Близко к этой проповеди в идейном плане увещание, которое мы находим у знаменитого англиканского теолога Ричарда Хукера. «Возможно ли, чтоб человек, будучи не только благороднейшим из творений в мире, но даже во Вселенной, в себе, нарушив закон своей природы, не приносил ущерба… Ибо мы видим, что весь мир и каждая часть его так созданы, что до тех пор, пока каждая выполняет ту функцию, которая для нее естественна, она этим сохраняет и других и себя» 21. В то же время, если; какая-либо великая часть – Солнце или Луна, или одно из «небес», или элемент – перестанет выполнять свою функцию, то разрушит мироздание.

И как вывод: гармония в обществе заключается в том, чтобы стоящий на низшей ступени сословной лестницы; добровольно подчинялся стоящему на высшей.

Но если такие писатели XVI в., как Дадли, Элиот, Чик, и авторы церковных увещаний излагали доктрину порядка явно односторонне, подчеркивая катастрофичность для общего блага «непослушания», исходящего от народных низов, то в пьесах Шекспира та же доктрина получила несравненно более многостороннее освещение.

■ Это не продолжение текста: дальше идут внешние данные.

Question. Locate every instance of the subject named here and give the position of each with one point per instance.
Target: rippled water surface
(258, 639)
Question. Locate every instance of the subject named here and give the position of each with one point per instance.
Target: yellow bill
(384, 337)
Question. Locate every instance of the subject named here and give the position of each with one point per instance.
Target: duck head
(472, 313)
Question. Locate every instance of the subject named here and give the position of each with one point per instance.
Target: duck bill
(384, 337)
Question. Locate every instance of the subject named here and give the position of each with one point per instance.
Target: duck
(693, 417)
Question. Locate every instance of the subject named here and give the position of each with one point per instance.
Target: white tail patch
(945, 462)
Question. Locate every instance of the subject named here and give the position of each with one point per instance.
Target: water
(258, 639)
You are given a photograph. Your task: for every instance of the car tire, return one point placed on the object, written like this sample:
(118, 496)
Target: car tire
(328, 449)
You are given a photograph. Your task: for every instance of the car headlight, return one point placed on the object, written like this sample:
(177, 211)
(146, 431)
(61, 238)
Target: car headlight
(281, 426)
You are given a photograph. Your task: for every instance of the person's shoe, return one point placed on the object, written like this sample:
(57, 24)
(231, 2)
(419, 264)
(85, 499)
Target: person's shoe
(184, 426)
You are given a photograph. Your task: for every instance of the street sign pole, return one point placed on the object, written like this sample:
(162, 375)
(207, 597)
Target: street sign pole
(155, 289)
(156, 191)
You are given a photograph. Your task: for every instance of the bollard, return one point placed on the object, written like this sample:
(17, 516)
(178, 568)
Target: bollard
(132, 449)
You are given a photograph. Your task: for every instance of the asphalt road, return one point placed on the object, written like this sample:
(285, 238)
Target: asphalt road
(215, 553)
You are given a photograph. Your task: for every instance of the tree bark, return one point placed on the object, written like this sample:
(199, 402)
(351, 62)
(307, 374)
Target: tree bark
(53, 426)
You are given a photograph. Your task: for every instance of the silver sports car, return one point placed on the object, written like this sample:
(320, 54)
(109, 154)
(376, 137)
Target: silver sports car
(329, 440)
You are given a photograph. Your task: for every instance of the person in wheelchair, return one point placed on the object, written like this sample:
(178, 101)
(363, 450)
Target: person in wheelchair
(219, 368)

В ней свет и тень перераспределены таким образом, что в равной степени гибельным для государства оказываются нарушения порядка не только со стороны «общин», но и на любой из ступеней сословной иерархии. На самой ее вершине – на королевском престоле – последствия нарушений порядка показаны на примере королей Ричарда II и Ричарда III. К чему приводят нарушения в среде знати, можно увидеть в трех частях пьесы «Генрих VI». Роковые последствия господствующих на этой ступени честолюбия и властолюбия, зависти и интриг, равнодушия к страданиям народа и готовности к развязыванию гражданских усобиц – это в шекспировских хрониках не только мятежи знати (пророчества Карлейля в драме «Ричард II»), но и следующие за ними ужасы войны Роз (в «Генрихе VI»). Наконец, о «бессмысленности» народных мятежей должны были свидетельствовать сцены восстания Джека Кэда («Генрих VI», ч. II).

Как же преломляется тема «порядка» в освещении Шекспиром политики и этики знати? Знать при Тюдорах оставалась, разумеется, феодальной знатью. Но в эпоху Шекспира ей пришлось отказаться от прежних притязаний, она теперь удовлетворяла свое честолюбие в придворных интригах под сенью королевского суверенитета. Ее представители вместе с прежним престижем баронов королевства постепенно растеряли и представления о дворянской доблести и чести. Они теперь погрузились в «счетные книги», стремясь к увеличению любыми путями родовых доходов, не гнушаясь при этом любыми способами, заимствованными у буржуа, которых по-прежнему глубоко презирали. Вероломная, плетущая интриги, заискивающая, грозящая, политиканствующая – такой была эта знать, одна из опор тюдоровского трона.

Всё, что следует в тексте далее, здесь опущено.